The new visual system of the Duperré school no longer has an identity colour as was the case with the old logo whose orange cartouche now appears too "playful" and more elegant and timeless enough for the school's "fashion and design" image. This orange had perhaps initially been retained in reference to the brick architecture of the building. The typography of the "Duperré brand" block now appears too dated. The title "Duperré" was until then composed with the Tarzana character designed by Zuzana Licko in 1998.
The Tarzana font evokes the early 2000s, and the golden age of the Emigré foundry founded in 1984 by Rudy VanderLans and Zuzana Licko. Only Frutiger's condensed universe used for the "Ecole Supérieure des Arts Appliquées" is a typographical choice that still has the merit today of remaining both timeless and elegant. For the anecdote, as an agency founded by two former students of the school, Graphéine's logo makes a nod to this "E" in Tarzanna Epsilon.
The new visual identity of Duperré takes part of the creation of a proprietary typography rather than the design of a new "dry" logo which would be the choice of a more authoritarian communication. A true bias to design a flexible and modest visual system, so dear to Ruedi Baur's design vision. Its function as an open system allows it to be appropriated by all staff, teaching staff and students.
The typeface created by Atelier Ouf and Production Type is not without wink at the monospaces characters inherited from the typewriter and undeniably evokes an independent graphic design, a fanzine atmosphere of the 70s and 80s. A chic and punk spirit falsely "to the snatch". This aesthetic, both technical and "Do it Yourself" that the typographic block evokes, is totally in phase with the teaching of the Duperré school, which encourages experimentation in all directions, as well as the transversality of knowledge and disciplines.
Another notable and significant change is the name of the school. Previously called "École Supérieure des Arts Appliqués Duperré", the school became "École Duperré Paris". A choice that reinforces the luxurious and prestigious image of training.

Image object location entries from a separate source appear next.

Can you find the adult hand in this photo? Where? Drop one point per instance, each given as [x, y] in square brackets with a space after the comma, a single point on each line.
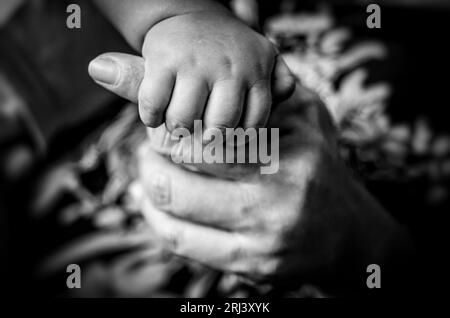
[310, 221]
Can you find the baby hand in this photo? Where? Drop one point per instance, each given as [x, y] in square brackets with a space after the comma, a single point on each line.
[204, 65]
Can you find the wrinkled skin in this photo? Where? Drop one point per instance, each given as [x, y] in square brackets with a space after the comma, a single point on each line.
[311, 221]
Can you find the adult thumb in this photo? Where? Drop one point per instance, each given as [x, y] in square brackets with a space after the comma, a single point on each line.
[119, 73]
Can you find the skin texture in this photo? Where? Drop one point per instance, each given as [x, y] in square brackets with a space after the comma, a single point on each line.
[309, 222]
[205, 64]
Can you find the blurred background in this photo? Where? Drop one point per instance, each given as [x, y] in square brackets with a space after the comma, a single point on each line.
[67, 147]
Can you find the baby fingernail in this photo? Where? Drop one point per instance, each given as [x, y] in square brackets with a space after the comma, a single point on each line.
[104, 70]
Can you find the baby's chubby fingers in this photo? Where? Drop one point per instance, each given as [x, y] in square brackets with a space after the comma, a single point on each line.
[155, 94]
[283, 81]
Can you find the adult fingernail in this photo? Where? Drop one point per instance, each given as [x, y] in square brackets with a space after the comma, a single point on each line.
[104, 70]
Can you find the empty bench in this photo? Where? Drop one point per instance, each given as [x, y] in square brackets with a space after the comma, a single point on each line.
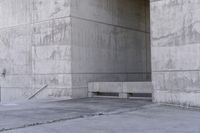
[138, 90]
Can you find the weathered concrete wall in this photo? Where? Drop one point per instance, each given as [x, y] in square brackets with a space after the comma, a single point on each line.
[34, 48]
[109, 42]
[175, 51]
[67, 43]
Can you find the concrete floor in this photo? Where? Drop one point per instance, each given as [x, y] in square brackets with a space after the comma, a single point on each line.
[97, 115]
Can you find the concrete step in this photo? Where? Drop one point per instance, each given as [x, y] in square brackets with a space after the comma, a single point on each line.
[136, 90]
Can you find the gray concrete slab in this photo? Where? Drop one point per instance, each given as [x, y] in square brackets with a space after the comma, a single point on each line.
[98, 115]
[14, 116]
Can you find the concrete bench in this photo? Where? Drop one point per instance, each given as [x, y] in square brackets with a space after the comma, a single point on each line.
[120, 89]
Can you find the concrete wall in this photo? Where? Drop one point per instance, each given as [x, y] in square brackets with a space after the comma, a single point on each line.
[110, 42]
[175, 51]
[67, 43]
[34, 48]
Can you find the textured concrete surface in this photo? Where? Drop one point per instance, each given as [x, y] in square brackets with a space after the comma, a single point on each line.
[67, 43]
[34, 49]
[123, 89]
[27, 114]
[109, 42]
[175, 32]
[100, 116]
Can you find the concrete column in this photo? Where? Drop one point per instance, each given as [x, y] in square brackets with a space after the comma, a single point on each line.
[175, 48]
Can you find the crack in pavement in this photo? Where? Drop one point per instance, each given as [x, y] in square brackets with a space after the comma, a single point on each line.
[80, 117]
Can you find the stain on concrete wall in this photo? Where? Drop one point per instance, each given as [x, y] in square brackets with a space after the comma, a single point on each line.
[175, 51]
[68, 43]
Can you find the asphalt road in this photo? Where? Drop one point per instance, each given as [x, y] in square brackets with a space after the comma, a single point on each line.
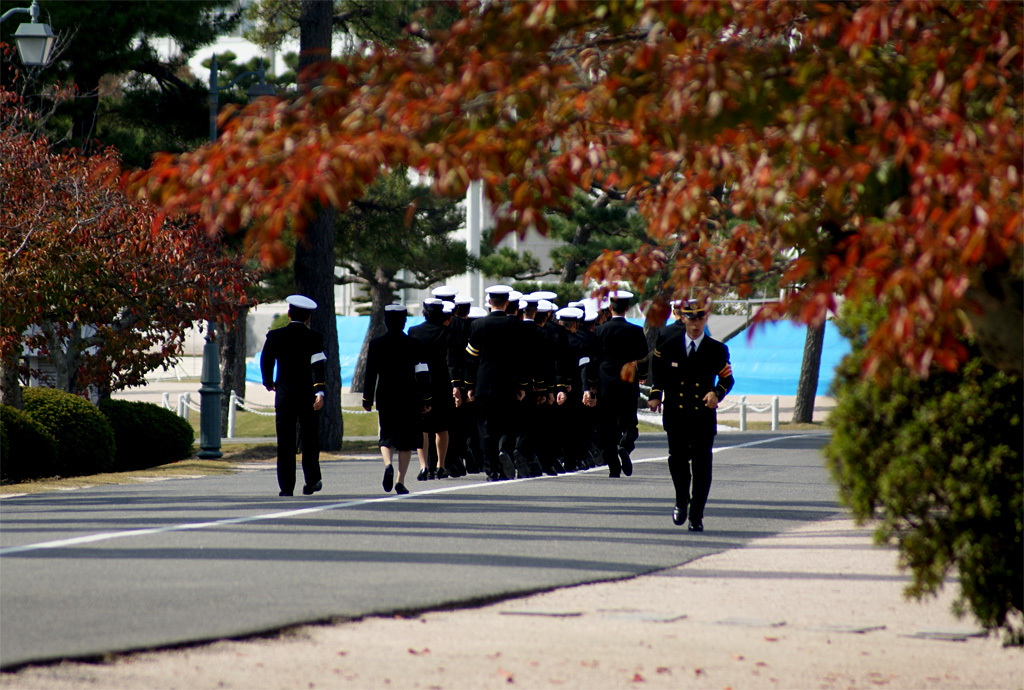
[119, 568]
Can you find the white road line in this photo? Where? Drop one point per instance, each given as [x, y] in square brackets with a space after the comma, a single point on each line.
[280, 515]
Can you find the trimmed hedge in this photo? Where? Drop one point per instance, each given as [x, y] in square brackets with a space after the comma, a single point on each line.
[146, 435]
[27, 450]
[83, 437]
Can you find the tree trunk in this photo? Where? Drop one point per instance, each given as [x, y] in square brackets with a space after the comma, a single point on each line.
[231, 340]
[380, 297]
[314, 278]
[65, 353]
[807, 388]
[314, 251]
[10, 386]
[315, 28]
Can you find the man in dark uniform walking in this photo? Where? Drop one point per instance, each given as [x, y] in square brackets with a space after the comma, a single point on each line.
[621, 362]
[494, 382]
[298, 387]
[691, 375]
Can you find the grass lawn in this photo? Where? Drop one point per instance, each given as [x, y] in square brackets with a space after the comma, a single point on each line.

A training which is precisely not any more to qualify since its fame and that of its school even makes it possible to position it firmly in mark signature.
This project to redesign Duperré's visual identity leads us to question the communication of public schools. To the question, should the image of a public school respond to a communication strategy and marketing issues? Our response is in the affirmative.
In the absence of commercial objectives, a public school is still confronted with a competitive training offer context that motivates a need for distinction, as well as promotion objectives to recruit future talent, which, with the teaching team in place, are the guarantors of the school's good reputation and excellence.
The public design schools, and particularly the Duperré design school, have every interest in enhancing their history while remaining in step with modernity. This, to continue to be references in their "Design and Fashion" training on the national and international level. Duperré, "Maison" de Design et de Mode de l'enseignement public supérieur is located in a district which is itself the epicentre of Parisian culture, creation and fashion design (Cf :Le Marais).
The question arises as to whether the design school should assume the "Hype" or maintain the seriousness and modesty of a free public establishment. It seems to us that Duperré and the design schools must remain ambassadors of French creativity, in the fields of design in general, and fashion in particular, while preserving their welcoming and accessible character, far from any form of elitism.
In this sense, Atelier Ouf's response seems to us to be very accurate. The Duperré Sans character manages to achieve this perilous balance between fashion branding and discreet visual system.